Entah sudah berapa lama dia berdiri, Yamato tidak menghitung. Yang dia tahu, Miyu dan Kashuu akhirnya menghampirinya. Dilihatnya kedua orang itu berjalan mendekat dari arah penginapan. Hati Yamato terasa berat karena tahu apa yang akan mereka lakukan padanya.
"Sudah kuduga kamu disini," sapa Miyu.
Gadis itu tetap tersenyum tapi dia melihat wajah Kashuu tertekuk dalam, pemuda itu masih tidak menyetujui tindakan Miyu yang memberikan obat pada Yamato. Beberapa kali mata mereka bertemu dan Yamato dapat menangkap campuran kekecewaan dan penghakiman terpancar dari iris merah sahabatnya.
"Sudah kamu berikan?"
Yamato mengangguk.
Miyu terdiam dan berpikir sejenak. Tidak ada tanda-tanda dia menyesal memberikan Yamato botol itu. "Kalau begitu, kita sudah bisa kembali ke Citadel. Ayo...."
Yamato bergeming bahkan ketika Miyu dan Kashuu membalikkan badan hendak pergi. Miyu menyadari hal tersebut dan berhenti.
"Ada apa, Yamato-san?"
Pemuda itu tak langsung menjawab. Dia mengambil napas dalam lalu mengembuskannya. Ada hal yang bergejolak dalam dadanya. Dia merasa sudah meminta banyak hal pada Miyu, tapi dia masih ingin meminta satu hal lagi.
"Yamato-san?" panggil Miyu sekali lagi.
"Miyu-san ...." Yamato memandang gadis itu dengan tatapan penuh tekad. "Aku ingin tinggal di sini lebih lama."
Mata Miyu membulat.
"Apa kamu sudah gila?!" sergah Kashuu meledak. Dia mencengkram syal putih milik Yamato yang menggantung di leher. "Mau sampai kapan kamu tinggal di masa lalu?!"

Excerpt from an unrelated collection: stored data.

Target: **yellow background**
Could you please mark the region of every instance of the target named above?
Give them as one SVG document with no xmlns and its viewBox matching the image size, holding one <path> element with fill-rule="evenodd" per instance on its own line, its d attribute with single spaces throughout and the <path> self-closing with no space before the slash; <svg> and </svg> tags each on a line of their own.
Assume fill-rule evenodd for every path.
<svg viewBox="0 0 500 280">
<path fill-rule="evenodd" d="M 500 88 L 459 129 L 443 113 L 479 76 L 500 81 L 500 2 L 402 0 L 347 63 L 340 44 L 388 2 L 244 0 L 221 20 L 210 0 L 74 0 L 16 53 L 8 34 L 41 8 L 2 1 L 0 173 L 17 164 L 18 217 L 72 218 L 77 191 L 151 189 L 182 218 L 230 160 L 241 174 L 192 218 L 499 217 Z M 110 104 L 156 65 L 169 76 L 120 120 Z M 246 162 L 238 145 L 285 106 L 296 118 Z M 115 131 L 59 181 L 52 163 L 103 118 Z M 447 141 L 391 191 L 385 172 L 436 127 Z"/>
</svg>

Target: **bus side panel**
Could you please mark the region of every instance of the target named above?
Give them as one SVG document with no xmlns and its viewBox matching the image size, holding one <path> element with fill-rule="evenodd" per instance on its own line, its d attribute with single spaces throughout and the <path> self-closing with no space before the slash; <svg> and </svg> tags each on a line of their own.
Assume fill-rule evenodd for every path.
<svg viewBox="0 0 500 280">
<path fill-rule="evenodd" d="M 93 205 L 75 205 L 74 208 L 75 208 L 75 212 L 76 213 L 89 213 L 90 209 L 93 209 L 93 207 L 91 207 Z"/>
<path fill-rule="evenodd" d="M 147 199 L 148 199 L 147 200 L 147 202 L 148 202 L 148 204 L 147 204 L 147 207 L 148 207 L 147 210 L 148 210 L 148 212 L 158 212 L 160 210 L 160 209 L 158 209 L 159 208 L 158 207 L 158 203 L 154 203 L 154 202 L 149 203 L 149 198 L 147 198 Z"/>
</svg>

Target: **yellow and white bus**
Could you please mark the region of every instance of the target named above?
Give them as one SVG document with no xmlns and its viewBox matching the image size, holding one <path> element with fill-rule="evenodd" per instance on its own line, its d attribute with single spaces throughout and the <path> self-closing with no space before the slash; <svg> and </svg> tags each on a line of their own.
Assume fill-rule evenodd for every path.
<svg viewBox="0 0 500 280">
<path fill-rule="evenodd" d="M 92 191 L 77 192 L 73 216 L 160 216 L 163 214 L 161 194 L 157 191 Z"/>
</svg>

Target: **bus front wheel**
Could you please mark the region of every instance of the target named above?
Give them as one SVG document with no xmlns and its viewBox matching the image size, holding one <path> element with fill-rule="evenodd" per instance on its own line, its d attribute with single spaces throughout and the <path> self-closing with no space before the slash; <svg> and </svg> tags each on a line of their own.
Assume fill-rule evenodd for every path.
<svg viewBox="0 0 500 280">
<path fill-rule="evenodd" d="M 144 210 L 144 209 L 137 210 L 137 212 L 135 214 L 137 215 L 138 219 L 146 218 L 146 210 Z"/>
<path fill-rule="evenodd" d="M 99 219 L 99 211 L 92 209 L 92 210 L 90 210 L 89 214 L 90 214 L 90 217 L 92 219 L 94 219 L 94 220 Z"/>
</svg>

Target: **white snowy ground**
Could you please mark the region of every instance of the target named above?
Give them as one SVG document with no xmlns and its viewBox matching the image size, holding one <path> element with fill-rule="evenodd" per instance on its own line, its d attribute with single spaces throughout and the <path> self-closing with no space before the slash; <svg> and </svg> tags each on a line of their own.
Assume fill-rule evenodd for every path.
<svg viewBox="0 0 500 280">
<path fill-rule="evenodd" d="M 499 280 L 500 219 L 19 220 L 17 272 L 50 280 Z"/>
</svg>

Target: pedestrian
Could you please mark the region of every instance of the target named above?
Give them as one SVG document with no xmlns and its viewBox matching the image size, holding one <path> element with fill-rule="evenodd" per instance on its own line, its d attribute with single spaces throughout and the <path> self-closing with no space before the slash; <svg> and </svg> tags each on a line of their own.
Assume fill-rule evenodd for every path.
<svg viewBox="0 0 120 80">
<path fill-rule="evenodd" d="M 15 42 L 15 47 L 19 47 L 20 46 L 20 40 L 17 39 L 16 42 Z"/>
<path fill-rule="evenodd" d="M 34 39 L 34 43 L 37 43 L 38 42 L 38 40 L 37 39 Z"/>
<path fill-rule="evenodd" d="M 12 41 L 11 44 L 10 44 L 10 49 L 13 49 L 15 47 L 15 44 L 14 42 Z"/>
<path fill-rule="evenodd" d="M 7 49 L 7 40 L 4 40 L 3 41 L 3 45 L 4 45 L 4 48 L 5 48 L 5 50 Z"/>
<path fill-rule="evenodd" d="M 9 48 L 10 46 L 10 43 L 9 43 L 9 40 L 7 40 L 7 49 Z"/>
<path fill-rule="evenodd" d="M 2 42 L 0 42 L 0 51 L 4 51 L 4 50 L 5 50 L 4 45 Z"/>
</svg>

Pemuda itu menepis tangan Kashuu dan mendorong rekannya mundur.
"Aku mohon!" Yamato memandang Miyu dengan keteguhan tak tergoyahkan, mengabaikan Kashuu. Dia tidak ingin terlibat dengan orang yang dengan mudah membuang tuannya.
Gadis muda itu menghela napas dan kembali menutup mata. Detak jantung Yamato makin cepat, dia berdoa sekuat tenaga agar Miyu meloloskan keinginan egoisnya. Bagaimana pun juga, dia dapat bergerak seperti ini karena kekuatan Miyu. Dilihatnya sang Saniwa terdiam sejenak sebelum dia menyentuh pundah Kashuu, tanda untuk melepaskan Yamato.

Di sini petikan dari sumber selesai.